Stop nurse job cuts, replacement by unregulated aides, CFNU President Linda Silas tells UNA delegates

Canadian Federation of Nurses Unions President Linda Silas

It’s time for a moratorium on cutting nurses’ jobs and replacing nurses with poorly trained and unregulated care workers in Canada, the president of the Canadian Federation of Nurses Unions told the Annual General Meeting of the United Nurses of Alberta today.

What’s more, it’s time for politicians, health care managers and nursing leaders to start listening to what front-line nurses tell them about staffing needs, instead of just saying they love nurses and then replacing them with unskilled workers, Linda Silas said.

“They just want to tell you, ‘Oh Nurses, we love you! If you get sick, there’s a warm body out there to replace you.’ They don’t want to look at the evidence,” Silas said. “That doesn’t make sense. It’s not safe.”

If Canadian health care system leaders have justified the need for an RN, then they need to replace that professional with an RN, Silas argued. If a patient’s acuity indicates that patient needs an LPN, then you need to fill that job with an LPN, not a personal care worker.

"We need personal care workers in our teams, but we can't leave them solely liable for patient safety. It's our responsibility as nurses," said Silas.

Despite Canada’s steadily rising health-care costs, Silas noted, “the lifespan of Gen X and Gen Y is falling off, and they are likely to be the first generation in history to live shorter lives than their parents. … Why? Because of chronic disease.”

“It is imperative that we re-consider what health services we are investing in, and be clear about what return we are realizing for those investments,” she explained. “And who better to re-imagine health care than nurses?”

So there is a perfect alignment with nursing, Silas said, because so many of the needs related to chronic disease – and to healthy aging – are within the existing domain of what nurses do.

And yet, she stated, many health leaders are ignoring the advice these front-line professionals give them – and everywhere replacing skilled nurses with minimally trained and unregulated aides, plus squeezing unpaid overtime out of professional nurses.

“For years, ‘they’ told us we didn’t know what we were talking about when we protested against cuts,” she said. “‘They’ used to say, you unions are just worried about jobs.”

“Today, we have the evidence to add to our common sense that sick patients need educated and qualified nurses, not ‘10-Week Wonders,’” she stated. “We can never talk about the evidence enough, and in 2013 we have scientific evidence.”

So if the goal is to save money, Silas noted, cutting nurses is not the way to do it.

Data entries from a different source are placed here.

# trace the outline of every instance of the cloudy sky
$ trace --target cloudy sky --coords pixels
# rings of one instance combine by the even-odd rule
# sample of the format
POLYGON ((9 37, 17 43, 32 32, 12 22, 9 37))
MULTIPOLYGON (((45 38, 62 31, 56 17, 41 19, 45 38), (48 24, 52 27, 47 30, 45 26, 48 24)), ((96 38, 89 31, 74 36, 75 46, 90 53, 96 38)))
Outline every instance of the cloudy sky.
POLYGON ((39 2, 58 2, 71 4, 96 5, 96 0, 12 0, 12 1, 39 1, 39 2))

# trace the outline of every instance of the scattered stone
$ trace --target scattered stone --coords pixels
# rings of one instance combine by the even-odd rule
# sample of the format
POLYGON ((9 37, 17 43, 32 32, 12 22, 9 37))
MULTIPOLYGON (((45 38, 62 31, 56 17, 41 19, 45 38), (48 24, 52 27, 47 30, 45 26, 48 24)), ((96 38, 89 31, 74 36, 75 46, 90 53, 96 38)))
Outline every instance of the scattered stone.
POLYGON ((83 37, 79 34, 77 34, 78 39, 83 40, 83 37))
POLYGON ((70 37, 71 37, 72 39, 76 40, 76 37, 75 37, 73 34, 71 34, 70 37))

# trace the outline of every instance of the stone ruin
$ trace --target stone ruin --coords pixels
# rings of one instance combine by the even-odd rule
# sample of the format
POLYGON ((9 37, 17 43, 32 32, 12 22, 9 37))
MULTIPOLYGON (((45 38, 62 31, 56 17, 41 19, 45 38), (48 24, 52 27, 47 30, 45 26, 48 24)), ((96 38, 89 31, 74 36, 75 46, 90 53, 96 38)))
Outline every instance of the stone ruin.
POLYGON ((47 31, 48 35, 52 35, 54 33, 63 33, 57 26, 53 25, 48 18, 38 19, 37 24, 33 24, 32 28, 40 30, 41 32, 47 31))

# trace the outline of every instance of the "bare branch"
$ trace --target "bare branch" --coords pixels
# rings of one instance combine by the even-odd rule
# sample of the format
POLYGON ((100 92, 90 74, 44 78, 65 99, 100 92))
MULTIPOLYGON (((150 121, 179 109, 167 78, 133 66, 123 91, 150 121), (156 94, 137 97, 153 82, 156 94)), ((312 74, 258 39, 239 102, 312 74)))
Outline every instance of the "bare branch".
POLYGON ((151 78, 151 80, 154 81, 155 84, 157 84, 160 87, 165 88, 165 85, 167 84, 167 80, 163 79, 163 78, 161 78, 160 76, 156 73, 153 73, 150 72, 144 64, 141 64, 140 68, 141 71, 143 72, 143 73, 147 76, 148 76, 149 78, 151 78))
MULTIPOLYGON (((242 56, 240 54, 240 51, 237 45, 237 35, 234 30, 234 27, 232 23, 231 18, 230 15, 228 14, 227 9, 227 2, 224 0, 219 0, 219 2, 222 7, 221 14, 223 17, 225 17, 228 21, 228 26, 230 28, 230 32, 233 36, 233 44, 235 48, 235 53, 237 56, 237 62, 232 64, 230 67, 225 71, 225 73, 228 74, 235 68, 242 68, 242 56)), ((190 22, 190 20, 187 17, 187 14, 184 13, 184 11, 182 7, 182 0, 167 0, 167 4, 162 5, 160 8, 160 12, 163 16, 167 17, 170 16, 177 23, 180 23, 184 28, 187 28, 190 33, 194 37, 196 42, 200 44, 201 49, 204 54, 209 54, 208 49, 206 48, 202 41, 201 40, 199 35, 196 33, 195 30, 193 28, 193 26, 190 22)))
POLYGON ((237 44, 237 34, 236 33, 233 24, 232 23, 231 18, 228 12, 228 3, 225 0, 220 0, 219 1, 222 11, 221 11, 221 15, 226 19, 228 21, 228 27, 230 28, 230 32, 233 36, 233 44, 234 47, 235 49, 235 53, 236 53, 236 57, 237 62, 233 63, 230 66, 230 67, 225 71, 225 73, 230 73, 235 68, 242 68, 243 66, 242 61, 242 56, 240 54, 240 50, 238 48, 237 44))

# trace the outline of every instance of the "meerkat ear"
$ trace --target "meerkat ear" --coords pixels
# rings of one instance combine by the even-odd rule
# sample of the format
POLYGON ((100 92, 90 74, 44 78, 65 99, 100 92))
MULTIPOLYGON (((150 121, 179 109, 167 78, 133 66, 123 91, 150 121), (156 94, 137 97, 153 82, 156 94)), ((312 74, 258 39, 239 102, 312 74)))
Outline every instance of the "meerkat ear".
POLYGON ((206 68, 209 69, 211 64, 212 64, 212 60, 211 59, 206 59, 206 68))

Consider hospital expenditures: Nursing salaries used to be 69 per cent of hospital budgets in 1976, 64 per cent in 1991, and today it’s below 59 per cent – while doctors’ compensation and cost of drugs have doubled! “So are the numbers justifying the nursing cuts?”

Health care decision makers also need to be reminded that “for every surgical patient added to a nurse’s workload, the odds of a patient dying under the nurse’s care increased by 7 per cent.”

That is why “it’s time for a moratorium on all ‘transformation,’ and on all nurse job reductions,” Silas said, arguing all 11,000 new Canadian nursing graduates should have full-time jobs.

Silas compared what’s happening in health care in Canada to the airline industry, observing: “Pilots get sick. And guess what, they do not replace them with the baggage handler!”

“We shouldn’t replace nurses with unskilled health workers either,” she said. “In health care, we do replace nurses with baggage handlers, and we have to stop it!”

“Frustration is high because we are putting patients lives in danger and we are risking nurses work life everyday,” Silas added. “The only way to change that is for nurses to speak up – don’t be ashamed … Yes, it is about jobs! Yes, it is about patient safety! Yes, it is about your safety and it is OK to speak up!”

“No doubt in my mind there is a masterplan to shut us out, to shut nurses out,” Silas warned, pointing to federal and provincial efforts by conservative politicians to limit union rights and subject unions to unreasonable restrictions on free speech and free association.

Nurses need to get their heads out of the sand, she said. “We may think austerity measures are only in Greece or Ireland, where we saw nurses and public servants losing their jobs by the thousands. In Ireland they lost 15 per cent of their salary immediately.”

But it can also happen here, she said. “Nurses: If you are not at the table, you are on the menu!”

“When nursing cuts happen it is a failure of nursing leadership, and shame on them,” Silas said. “And it’s up to us to change it, or shame on us!”

“There’s a Dixie Chicks song, ‘Not ready to make nice,’ and that’s what nurses have to start saying. And we have to stand our ground and start supporting those politicians who support us.”

“We have to say no to transformation that is not focused on our patients,” she said.

“What you allow is what will continue,” Silas concluded. “Safe staffing means saving lives.”